LEC opens doors for Open House
It took two years to construct, and cost upwards of $12 million, but the new Faribault County Law Enforcement Center is complete and ready to go.
The public will get a chance to tour the new LEC this weekend, before any inmates are moved in.
The official open house at the facility will be held on Friday, Sept. 25 and Saturday, Sept. 26. Hours on Friday are 1-8 p.m. and Saturday from 10 a.m.-4 p.m.
Construction on the combination sheriff’s office and jail began in the summer of 2007.
“The county board made the final vote to go ahead with the project in December of 2006,” says Faribault County Auditor/Treasurer John Thompson.
Thompson says the board decided to bond for $10 million for the construction, and take the rest out of the county’s reserves.
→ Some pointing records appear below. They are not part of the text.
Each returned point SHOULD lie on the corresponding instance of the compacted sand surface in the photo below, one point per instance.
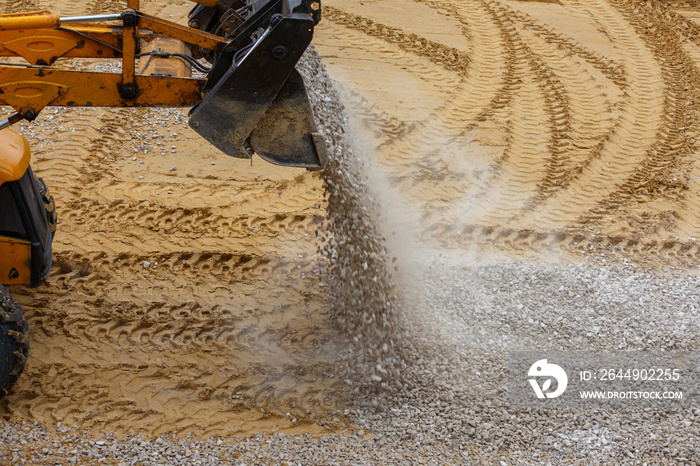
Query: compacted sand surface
(506, 175)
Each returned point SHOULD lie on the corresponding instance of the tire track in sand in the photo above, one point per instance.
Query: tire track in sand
(657, 175)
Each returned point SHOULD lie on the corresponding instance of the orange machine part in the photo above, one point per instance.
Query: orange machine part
(14, 156)
(33, 20)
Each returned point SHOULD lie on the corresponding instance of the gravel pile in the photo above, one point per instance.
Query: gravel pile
(429, 376)
(452, 406)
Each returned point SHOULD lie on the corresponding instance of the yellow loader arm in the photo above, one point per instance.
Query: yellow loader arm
(248, 99)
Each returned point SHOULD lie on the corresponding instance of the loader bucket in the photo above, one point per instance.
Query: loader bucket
(287, 134)
(260, 104)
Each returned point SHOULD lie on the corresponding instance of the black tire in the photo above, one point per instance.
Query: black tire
(14, 342)
(49, 205)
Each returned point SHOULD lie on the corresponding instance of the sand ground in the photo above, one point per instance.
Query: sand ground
(185, 295)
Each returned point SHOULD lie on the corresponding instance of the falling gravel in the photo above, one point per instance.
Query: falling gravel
(427, 351)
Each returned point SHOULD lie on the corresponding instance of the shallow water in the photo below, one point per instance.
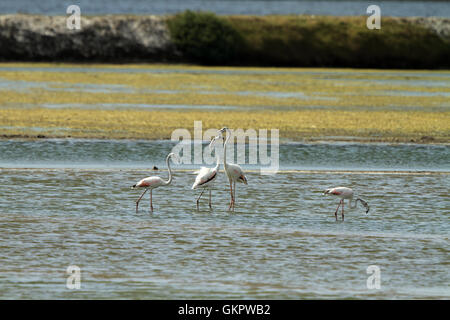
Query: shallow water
(73, 206)
(255, 7)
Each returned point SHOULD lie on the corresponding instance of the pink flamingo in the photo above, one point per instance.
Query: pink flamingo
(233, 171)
(206, 177)
(153, 182)
(345, 193)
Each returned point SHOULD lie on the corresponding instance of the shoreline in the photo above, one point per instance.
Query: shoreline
(267, 41)
(309, 140)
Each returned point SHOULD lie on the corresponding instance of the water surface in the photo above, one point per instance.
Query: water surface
(73, 206)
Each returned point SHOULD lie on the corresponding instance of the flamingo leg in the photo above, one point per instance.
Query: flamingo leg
(335, 213)
(210, 206)
(198, 199)
(151, 201)
(137, 201)
(231, 192)
(234, 194)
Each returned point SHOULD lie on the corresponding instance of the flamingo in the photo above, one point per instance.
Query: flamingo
(206, 177)
(153, 182)
(233, 171)
(345, 193)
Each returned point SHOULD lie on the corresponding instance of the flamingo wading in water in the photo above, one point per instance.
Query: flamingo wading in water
(206, 177)
(233, 171)
(153, 182)
(345, 193)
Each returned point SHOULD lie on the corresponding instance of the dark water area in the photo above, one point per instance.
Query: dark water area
(251, 7)
(81, 153)
(69, 203)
“They had built up the levy over a couple of years in anticipation of the project,” Thompson says. “So there was a considerable amount available.”
Thompson says the board originally planned to use $1.2 million of reserves, but the bids were slightly higher than anticipated.
“The board was determined not to bond for over $10 million,” Thompson says. “So our reserves went from really fat to really skinny.”
Thompson adds that some people have been concerned about the number of change orders along the way, but he says there really have not been very many, for a project this size.
“When we did the remodeling of the courthouse years ago, change orders nearly doubled the cost,” he recalls. “With the jail, the additions have not been all that significant.”
He adds that concerns about raising county resident’s property taxes next year, because the LEC is now completed, are unfounded.
“The truth is, the bond repayment has already started, and was built into the taxes payable in 2009, so folks are already paying for it,” he says. “Your taxes will not be any higher next year due to the Law Enforcement Center.”
Thompson also complimented County Sheriff Mike Gormley on a superb job of keeping the jail project on track.
“Yes, it did wind up a few months behind the completion date, but that is not unusual for a project this large,” Thompson says.